Data Visualization, DAX, Excel, Microsoft Technologies, Power Pivot

Power Pivot: Dynamically Identifying Outliers with DAX

I have been working on a project in which we were looking at durations as an indicator of service levels and customer satisfaction, specifically the maximum duration and average duration. We built a small dimensional data mart in SQL Server to house our data, then pulled it in to Excel using Power Pivot so we could make a few Excel and Power View reports and provide the client with the model for further ad hoc reporting and analysis. After the first iteration of development, we got feedback from the client that there were several outliers that were skewing the metrics. They wanted to see average and max duration for whatever group of objects they had chosen and then see the calculations after removing the top and bottom 5% of values.

Here is a small sample of my fact table, called Object Processing.  Field names and some small details have been changed to protect the innocent.

ObjectKey StatusKey CreationDateKey GeographyKey Duration
1 1 20140501 1 2193218
2 1 20140503 2 2114354
3 2 20140429 3

The first four columns are foreign keys to dimensions. The object dimension contains an object ID, name, owner, and content group. The status dimension contains an ID and description of the current processing status. The date dimension is a standard date dimension representing the date the object was created. The geography dimension contains an ID, country, and region. The duration column represents the number of seconds the object has spent processing. A new row is inserted into the fact table for each object created.

First, I have a few simple DAX calculations. These calculations work great on their own until you need to remove the outliers:

Total duration:= Sum('Object Processing'[Duration])
Avg duration:= Average('Object Processing'[Duration])
Max duration:= Max('Object Processing'[Duration])

To remove the outliers we need to rank the objects by duration. I first read Alberto Ferrari’s blog post on dynamic ranking in Power Pivot. It demonstrates a method to rank items within the table as a calculated column, which didn’t quite work for me because I wanted to dynamically rank items after filters were applied (ex: rank only the objects with a create date of yesterday and a status of completed). Then I found a series of posts on PowerPivotPro.com about Dynamic TopN Reports Via Slicers (parts 1, 2, 3, 4). That was what I needed to work through my similar problem.

First, I created a calculated measure for ranking the objects. If an object had no duration (because it had been created but had not yet reported a duration), I wanted it to be blank rather than rank as the lowest duration. In this formula, I’m ranking Object IDs in descending order based upon my total duration calculation.

Object Duration Rank:=
           if (ISBLANK([Total Duration]), BLANK(),
           RANKX(ALLSELECTED(Object[Object ID]), [Total Duration], ,0))
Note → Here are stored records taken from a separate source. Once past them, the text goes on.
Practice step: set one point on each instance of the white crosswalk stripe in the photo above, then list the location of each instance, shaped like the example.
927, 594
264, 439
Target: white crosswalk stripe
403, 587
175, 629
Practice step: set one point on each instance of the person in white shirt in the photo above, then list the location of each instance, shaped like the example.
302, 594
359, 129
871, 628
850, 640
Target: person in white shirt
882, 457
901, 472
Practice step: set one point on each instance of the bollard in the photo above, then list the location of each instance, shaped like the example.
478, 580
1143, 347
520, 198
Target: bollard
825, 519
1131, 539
Next, I needed to identify the top and bottom 5%. First, I counted the total number of objects excluding null durations:

Object Count For Outliers:=
               CALCULATE(DISTINCTCOUNT('Object Processing'[ObjectKey]),
               ALLSELECTED('Object Processing'),
               NOT(ISBLANK('Object Processing'[Duration])))

Then I calculated the number of objects in the top 5%, giving me the rank of the last member of my top outliers group:

Outlier Count:=round([Object Count For Outliers]*.05,0)
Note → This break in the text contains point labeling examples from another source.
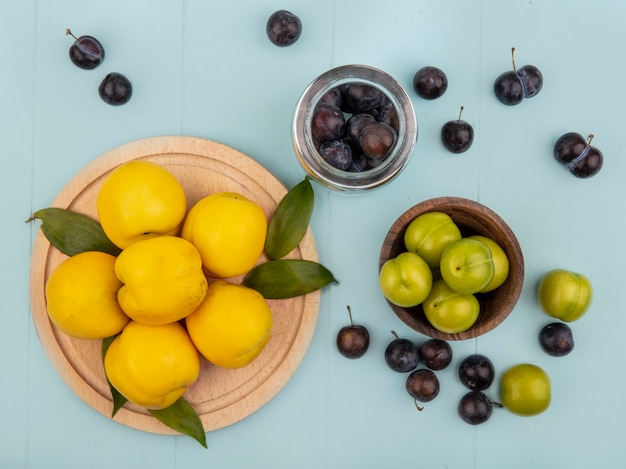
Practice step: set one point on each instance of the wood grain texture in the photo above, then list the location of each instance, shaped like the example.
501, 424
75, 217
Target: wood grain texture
472, 218
221, 397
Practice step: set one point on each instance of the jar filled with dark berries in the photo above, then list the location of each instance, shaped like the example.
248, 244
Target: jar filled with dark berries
354, 128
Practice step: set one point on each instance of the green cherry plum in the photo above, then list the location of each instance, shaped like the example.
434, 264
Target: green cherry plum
500, 263
429, 234
564, 295
525, 389
467, 266
449, 311
405, 280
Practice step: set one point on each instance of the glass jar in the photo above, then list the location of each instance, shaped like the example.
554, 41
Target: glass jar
344, 180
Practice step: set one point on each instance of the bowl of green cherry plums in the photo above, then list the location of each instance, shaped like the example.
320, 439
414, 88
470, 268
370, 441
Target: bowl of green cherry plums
451, 268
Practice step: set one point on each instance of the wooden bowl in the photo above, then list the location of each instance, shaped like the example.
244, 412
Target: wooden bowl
472, 218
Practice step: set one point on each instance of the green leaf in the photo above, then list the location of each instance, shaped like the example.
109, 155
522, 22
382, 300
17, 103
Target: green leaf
72, 232
182, 417
118, 399
290, 220
288, 278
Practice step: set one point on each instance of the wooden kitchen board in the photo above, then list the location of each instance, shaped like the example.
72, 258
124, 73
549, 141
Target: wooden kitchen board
221, 397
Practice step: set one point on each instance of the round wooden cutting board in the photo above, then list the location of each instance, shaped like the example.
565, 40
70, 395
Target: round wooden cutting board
221, 397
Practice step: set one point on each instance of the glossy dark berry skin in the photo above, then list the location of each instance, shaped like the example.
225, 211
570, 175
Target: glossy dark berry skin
475, 408
361, 97
353, 341
513, 86
457, 136
430, 82
115, 89
556, 339
532, 80
86, 52
436, 354
328, 122
508, 88
377, 140
423, 385
337, 153
582, 159
283, 28
476, 372
402, 355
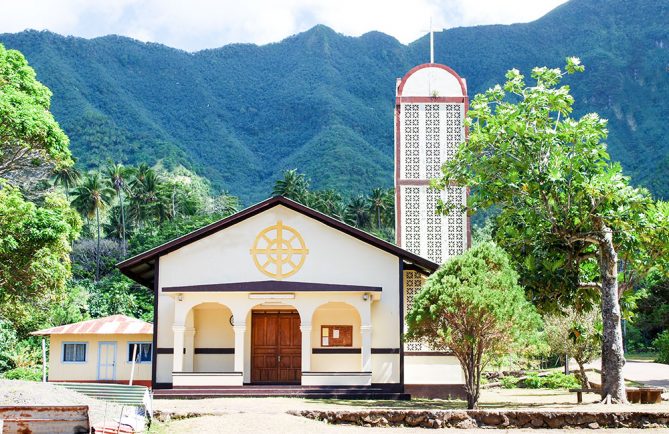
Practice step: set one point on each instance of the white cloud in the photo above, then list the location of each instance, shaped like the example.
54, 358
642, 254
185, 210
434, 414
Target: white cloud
197, 24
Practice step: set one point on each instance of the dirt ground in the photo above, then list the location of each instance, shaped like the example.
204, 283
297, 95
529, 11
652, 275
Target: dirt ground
15, 392
268, 415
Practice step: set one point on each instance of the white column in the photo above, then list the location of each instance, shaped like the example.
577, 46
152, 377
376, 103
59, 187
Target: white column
240, 331
189, 346
366, 332
306, 347
178, 356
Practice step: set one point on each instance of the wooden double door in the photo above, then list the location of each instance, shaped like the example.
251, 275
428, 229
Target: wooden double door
276, 347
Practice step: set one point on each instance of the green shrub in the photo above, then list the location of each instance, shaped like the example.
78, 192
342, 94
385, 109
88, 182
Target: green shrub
533, 381
28, 374
554, 380
509, 382
661, 344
To get the rank of the first member of the bottom outliers group I calculated:

Low Outlier Rank:=[Object Count For Outliers]-[Outlier Count]

Finally, I wrote a calculation that determines if the object is in range (not an outlier):

Is In Range:=
               if(ISBLANK([Total Duration]), BLANK(),
               if(Object Duration Rank]>[Outlier Count] && 
               [Object Duration Rank]<[Low Outlier Rank], 1, 0))

Now I could filter my pivot table containing the Is In Range calculation for only those values equal to 1 to see the average and max duration with outliers removed.

Ultimately, I produced a summary report similar to this:Object Duration SummaryWe were able to compare object durations for objects created in the last 1, 7, and  30 days, including and excluding outliers. The conditional highlighting is set so that cells are highlighted if the duration for that time period is greater than the duration for the prior time period listed below it. For example, average object duration for yesterday is 5:06:02, which is greater than the average duration for the last 7 days of 4:54:14.

I’m still working on a DAX calculated measure that will return the average object duration excluding outliers in one fell swoop, rather than needing to filter out the outliers in a pivot table.